Nations rallied behind plans for a network to detect tsunamis in the Indian Ocean and warn coastal residents of the danger, and pledged millions of US dollars yesterday for the UN to lead the effort to build one.
A tsunami alert system for the Indian Ocean has become a priority since the Dec. 26 tsunami -- triggered by a powerful earthquake off the coast of Indonesia -- killed an estimated 220,000 people in Asia and Africa.
The UN Educational, Scientific and Cultural Organization has proposed a network of deep-sea buoys in the Indian Ocean and regional communications centers that would cost US$30 million and go into operation by the middle of next year.
On the third day of a five-day UN conference in Kobe, delegates gave the go-ahead to start examining various proposals.
Salvano Briceno, who heads the UN action plan for preventing disasters, said several donors had agreed to help pay for startup costs.
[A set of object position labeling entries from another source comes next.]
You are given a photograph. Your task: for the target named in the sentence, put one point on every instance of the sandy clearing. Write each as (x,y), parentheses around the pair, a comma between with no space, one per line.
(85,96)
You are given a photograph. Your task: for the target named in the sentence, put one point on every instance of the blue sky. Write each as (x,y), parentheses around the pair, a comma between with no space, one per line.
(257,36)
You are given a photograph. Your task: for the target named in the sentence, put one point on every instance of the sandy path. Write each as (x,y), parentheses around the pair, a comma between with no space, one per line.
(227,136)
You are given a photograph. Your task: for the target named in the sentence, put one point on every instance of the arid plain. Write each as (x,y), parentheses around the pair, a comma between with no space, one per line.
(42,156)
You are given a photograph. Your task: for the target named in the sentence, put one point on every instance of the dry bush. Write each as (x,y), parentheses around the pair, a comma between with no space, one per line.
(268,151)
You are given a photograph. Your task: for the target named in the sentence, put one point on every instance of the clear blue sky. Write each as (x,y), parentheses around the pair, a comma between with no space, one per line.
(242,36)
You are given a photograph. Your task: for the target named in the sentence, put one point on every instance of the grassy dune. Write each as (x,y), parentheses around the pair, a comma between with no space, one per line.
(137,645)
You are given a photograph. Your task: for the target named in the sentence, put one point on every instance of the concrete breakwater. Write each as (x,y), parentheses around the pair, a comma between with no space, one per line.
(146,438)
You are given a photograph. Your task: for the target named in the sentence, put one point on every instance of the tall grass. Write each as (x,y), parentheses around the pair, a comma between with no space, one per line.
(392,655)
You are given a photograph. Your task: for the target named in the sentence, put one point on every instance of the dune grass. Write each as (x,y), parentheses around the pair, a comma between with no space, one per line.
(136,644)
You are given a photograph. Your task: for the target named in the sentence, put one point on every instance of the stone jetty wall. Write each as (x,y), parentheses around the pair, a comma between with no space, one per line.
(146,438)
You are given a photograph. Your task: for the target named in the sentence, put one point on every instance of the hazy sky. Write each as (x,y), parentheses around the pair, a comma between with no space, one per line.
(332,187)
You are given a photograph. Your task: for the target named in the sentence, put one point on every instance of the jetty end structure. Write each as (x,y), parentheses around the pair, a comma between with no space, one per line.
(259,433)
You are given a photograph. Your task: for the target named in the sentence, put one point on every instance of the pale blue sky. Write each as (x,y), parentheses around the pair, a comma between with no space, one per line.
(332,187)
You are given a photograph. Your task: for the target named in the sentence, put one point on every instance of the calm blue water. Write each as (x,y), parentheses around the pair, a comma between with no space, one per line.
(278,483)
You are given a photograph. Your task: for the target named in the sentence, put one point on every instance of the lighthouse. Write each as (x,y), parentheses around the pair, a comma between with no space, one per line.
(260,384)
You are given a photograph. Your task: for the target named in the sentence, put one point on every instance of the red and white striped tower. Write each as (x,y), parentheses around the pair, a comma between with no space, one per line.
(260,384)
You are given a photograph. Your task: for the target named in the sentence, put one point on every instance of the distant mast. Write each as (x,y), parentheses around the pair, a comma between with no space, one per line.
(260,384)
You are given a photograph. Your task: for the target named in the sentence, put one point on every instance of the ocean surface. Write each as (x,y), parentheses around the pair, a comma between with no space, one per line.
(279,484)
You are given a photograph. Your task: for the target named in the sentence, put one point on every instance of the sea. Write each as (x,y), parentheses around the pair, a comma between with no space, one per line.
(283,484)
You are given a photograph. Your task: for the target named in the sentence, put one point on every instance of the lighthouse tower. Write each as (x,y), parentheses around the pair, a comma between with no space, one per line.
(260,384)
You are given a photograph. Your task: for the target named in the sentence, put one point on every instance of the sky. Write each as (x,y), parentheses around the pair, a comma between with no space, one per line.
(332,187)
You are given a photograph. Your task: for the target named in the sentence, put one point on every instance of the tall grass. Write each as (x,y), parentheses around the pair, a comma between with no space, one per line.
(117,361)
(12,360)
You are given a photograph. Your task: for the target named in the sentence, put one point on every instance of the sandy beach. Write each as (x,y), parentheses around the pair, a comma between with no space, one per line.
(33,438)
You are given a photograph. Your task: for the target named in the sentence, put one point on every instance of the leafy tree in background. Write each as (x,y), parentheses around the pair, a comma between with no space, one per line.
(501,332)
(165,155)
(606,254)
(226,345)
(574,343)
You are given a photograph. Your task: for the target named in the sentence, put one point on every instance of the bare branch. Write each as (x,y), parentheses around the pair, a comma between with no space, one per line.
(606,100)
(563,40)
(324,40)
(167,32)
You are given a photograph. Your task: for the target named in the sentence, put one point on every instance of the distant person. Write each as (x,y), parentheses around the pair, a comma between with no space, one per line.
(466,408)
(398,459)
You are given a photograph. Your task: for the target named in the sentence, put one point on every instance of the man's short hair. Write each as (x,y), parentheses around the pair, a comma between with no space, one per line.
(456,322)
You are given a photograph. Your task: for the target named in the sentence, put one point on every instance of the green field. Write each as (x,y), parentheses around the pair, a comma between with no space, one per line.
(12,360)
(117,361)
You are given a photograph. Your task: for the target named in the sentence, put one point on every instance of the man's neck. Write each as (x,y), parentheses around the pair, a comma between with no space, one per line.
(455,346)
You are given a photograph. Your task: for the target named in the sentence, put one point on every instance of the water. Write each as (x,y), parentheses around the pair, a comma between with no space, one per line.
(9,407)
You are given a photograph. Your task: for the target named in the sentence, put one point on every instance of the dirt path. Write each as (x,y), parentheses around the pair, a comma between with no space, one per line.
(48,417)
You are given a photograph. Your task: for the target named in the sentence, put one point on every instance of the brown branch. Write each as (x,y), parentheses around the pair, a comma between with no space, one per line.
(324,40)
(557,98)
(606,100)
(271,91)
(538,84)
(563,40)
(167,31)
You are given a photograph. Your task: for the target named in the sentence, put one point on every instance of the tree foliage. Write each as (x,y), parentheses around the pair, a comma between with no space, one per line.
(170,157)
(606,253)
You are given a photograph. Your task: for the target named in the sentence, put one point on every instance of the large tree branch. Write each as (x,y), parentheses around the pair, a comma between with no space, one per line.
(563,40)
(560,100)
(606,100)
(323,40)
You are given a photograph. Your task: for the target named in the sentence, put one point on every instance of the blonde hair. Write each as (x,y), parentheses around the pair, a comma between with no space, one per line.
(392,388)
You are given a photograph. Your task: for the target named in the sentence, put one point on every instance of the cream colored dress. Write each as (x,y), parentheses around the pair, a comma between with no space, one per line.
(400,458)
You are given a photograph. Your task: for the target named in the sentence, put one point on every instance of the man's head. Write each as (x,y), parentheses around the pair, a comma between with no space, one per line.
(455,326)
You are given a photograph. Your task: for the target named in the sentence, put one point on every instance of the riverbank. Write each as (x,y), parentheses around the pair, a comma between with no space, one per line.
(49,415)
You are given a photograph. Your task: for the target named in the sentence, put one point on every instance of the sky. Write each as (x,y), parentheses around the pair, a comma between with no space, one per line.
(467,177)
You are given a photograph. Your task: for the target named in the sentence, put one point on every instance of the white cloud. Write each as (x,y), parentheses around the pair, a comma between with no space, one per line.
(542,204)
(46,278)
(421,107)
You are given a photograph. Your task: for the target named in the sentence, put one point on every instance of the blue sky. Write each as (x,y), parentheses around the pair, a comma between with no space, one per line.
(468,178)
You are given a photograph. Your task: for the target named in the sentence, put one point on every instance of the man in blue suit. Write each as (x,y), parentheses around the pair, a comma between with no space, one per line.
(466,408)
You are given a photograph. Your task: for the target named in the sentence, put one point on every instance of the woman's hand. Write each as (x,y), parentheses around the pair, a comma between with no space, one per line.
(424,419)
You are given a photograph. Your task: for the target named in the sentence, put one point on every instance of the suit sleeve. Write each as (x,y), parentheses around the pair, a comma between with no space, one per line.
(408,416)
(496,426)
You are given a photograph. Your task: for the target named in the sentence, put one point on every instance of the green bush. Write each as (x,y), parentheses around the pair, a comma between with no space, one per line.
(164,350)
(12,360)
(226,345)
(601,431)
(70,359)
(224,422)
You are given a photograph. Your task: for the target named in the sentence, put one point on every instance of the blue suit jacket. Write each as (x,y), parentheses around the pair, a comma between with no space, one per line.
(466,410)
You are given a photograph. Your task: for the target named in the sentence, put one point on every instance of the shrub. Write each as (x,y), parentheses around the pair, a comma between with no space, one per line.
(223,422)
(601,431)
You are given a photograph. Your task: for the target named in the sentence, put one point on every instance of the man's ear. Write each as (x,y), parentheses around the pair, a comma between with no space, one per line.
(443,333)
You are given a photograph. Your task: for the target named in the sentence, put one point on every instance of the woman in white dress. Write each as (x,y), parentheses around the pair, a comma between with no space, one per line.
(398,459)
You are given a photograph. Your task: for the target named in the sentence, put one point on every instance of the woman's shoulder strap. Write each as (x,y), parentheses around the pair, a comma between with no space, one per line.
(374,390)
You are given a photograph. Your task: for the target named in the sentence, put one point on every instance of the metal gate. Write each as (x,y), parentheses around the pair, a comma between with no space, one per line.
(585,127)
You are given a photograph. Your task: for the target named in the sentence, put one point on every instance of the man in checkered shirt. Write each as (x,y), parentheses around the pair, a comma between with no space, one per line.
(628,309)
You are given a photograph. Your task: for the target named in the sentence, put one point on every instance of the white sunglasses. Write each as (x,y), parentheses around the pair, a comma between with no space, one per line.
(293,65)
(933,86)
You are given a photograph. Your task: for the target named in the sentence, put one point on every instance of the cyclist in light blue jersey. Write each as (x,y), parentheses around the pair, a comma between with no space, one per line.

Though the final tally was expected later yesterday, so far Japan had offered US$4 million, Sweden US$1.5 million and the European Commission US$2.6 million. Germany and Britain also promised aid.
"In a matter of a year to 18 months, there should be a basic regional capacity on tsunami early warning system," Briceno, director of the UN International Strategy for Disaster Reduction, told a news conference. "There are enough resources to start working."
How the system will work -- and whether it can mesh nations' different networks and technologies -- remains unclear. US Ambassador to Japan Howard Baker Jr. said Thursday that Washington supports expanding a warning system for the Pacific Ocean that was established in 1965. That system -- which uses ocean sensors and satellite communication links to monitor the potentially killer waves in the quake-prone Pacific -- now sends tsunami alerts to 26 nations.
Germany has offered to provide a high-tech system that relies on ocean-floor pressure gauges and buoys connected to a satellite-based Global Positioning System.
Experts say the technology could be easily transferred to southern Asia. However, the lack of communication with coastal residents remains an obstacle in poor countries, they say.
"Early warning systems will only succeed if the people most at risk who are central to the design of a system are able to receive and act upon the warnings," said Ian Wilderspin, an official representing the International Federation of Red Cross and Red Crescent Societies.
Eventually, US officials say the Pacific system could also extend to the Mediterranean, Caribbean and other parts of the globe.
But Briceno stressed that the UN, not the US, would lead the effort. He said that while the US and Japan would be asked to lend their expertise on tsunami prediction, UN officials want to tailor the Indian Ocean system to the needs of poor Asian and African countries.
"By putting [the network] under the guidance of the UN, it ensures all countries participate on equal terms," Briceno said.
UN agencies will ask Germany, Australia and China for technical assistance, he said.